Identification of copy number variants from exome sequence data
1 Department of Medical Genetics, University of Oslo, Oslo, Norway
2 Department of Medical Genetics, Oslo University Hospital, Postboks 4956, Oslo 0424, Norway
3 Department of Haematology, Oslo University Hospital, Oslo, Norway
4 Institute of Clinical Medicine, University of Oslo, Oslo, Norway
5 Center for Human Immunobiology/Section of Immunology, Allergy, and Rheumatology, Texas Children’s Hospital, Houston, TX, USA
6 Baylor-Hopkins Center for Mendelian Genomics of the Department of Molecular and Human Genetics, Baylor College of Medicine, Houston, TX, USA
BMC Genomics 2014, 15:661 doi:10.1186/1471-2164-15-661Published: 7 August 2014
With advances in next generation sequencing technologies and genomic capture techniques, exome sequencing has become a cost-effective approach for mutation detection in genetic diseases. However, computational prediction of copy number variants (CNVs) from exome sequence data is a challenging task. Whilst numerous programs are available, they have different sensitivities, and have low sensitivity to detect smaller CNVs (1–4 exons). Additionally, exonic CNV discovery using standard aCGH has limitations due to the low probe density over exonic regions. The goal of our study was to develop a protocol to detect exonic CNVs (including shorter CNVs that cover 1–4 exons), combining computational prediction algorithms and a high-resolution custom CGH array.

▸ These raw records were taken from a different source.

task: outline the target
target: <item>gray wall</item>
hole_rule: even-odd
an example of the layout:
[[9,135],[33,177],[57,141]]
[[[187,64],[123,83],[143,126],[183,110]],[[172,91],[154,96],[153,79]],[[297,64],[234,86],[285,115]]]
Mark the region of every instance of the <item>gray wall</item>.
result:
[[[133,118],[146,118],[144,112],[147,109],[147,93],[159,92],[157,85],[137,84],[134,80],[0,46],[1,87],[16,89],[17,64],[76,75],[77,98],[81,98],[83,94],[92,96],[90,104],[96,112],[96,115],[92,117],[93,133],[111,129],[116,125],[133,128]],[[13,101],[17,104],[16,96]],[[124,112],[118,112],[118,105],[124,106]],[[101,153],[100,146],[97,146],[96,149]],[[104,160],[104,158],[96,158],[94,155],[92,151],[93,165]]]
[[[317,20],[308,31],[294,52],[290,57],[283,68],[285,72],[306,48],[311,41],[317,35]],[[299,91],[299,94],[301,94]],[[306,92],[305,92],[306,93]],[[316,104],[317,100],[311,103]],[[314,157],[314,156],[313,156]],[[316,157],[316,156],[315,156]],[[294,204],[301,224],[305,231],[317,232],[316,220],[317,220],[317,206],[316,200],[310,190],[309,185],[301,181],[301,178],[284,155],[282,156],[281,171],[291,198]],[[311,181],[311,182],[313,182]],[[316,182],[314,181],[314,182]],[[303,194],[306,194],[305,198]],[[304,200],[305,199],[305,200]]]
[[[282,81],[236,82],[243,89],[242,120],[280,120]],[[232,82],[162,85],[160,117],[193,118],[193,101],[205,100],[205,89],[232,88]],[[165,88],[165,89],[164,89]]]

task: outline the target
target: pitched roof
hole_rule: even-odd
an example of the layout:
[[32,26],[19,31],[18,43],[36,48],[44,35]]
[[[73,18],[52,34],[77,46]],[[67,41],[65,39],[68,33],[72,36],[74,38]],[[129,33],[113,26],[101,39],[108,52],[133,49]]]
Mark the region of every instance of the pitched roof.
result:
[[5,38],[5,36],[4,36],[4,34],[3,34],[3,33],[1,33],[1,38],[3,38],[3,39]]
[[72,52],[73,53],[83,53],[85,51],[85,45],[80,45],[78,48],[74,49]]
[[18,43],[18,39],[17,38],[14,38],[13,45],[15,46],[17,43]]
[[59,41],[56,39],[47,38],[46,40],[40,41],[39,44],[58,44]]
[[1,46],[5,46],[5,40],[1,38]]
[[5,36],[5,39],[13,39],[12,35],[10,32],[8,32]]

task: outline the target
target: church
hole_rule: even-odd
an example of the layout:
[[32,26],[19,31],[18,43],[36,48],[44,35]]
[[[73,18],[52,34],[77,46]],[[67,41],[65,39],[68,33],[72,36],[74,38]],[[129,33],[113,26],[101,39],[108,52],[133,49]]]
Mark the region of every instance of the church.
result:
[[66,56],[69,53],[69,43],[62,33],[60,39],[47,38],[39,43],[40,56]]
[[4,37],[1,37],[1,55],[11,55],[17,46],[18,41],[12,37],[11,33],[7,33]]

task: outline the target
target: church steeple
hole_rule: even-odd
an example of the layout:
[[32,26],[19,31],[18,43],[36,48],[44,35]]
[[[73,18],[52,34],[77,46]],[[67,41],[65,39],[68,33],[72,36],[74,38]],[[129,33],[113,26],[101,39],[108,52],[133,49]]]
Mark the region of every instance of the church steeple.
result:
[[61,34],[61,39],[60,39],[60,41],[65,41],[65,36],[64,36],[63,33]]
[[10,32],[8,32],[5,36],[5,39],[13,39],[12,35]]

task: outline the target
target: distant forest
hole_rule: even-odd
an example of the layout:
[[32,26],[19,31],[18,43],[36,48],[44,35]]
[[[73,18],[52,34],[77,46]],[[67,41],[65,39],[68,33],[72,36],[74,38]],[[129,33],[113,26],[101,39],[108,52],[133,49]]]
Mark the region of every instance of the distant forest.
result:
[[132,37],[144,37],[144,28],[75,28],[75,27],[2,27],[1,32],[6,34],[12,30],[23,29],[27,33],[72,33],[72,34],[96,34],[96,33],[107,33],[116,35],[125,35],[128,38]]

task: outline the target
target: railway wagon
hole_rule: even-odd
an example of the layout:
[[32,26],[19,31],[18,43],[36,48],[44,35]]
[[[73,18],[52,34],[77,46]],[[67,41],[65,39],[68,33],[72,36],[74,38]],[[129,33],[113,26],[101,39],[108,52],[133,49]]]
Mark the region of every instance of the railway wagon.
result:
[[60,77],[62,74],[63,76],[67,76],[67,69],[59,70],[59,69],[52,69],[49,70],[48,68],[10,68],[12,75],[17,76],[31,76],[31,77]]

We used six published CNV prediction programs (ExomeCNV, CONTRA, ExomeCopy, ExomeDepth, CoNIFER, XHMM) and an in-house modification to ExomeCopy and ExomeDepth (ExCopyDepth) for computational CNV prediction on 30 exomes from the 1000 genomes project and 9 exomes from primary immunodeficiency patients. CNV predictions were tested using a custom CGH array designed to capture all exons (exaCGH). After this validation, we next evaluated the computational prediction of shorter CNVs. ExomeCopy and the in-house modified algorithm, ExCopyDepth, showed the highest capability in detecting shorter CNVs. Finally, the performance of each computational program was assessed by calculating the sensitivity and false positive rate.
In this paper, we assessed the ability of 6 computational programs to predict CNVs, focussing on short (1–4 exon) CNVs. We also tested these predictions using a custom array targeting exons. Based on these results, we propose a protocol to identify and confirm shorter exonic CNVs combining computational prediction algorithms and custom aCGH experiments.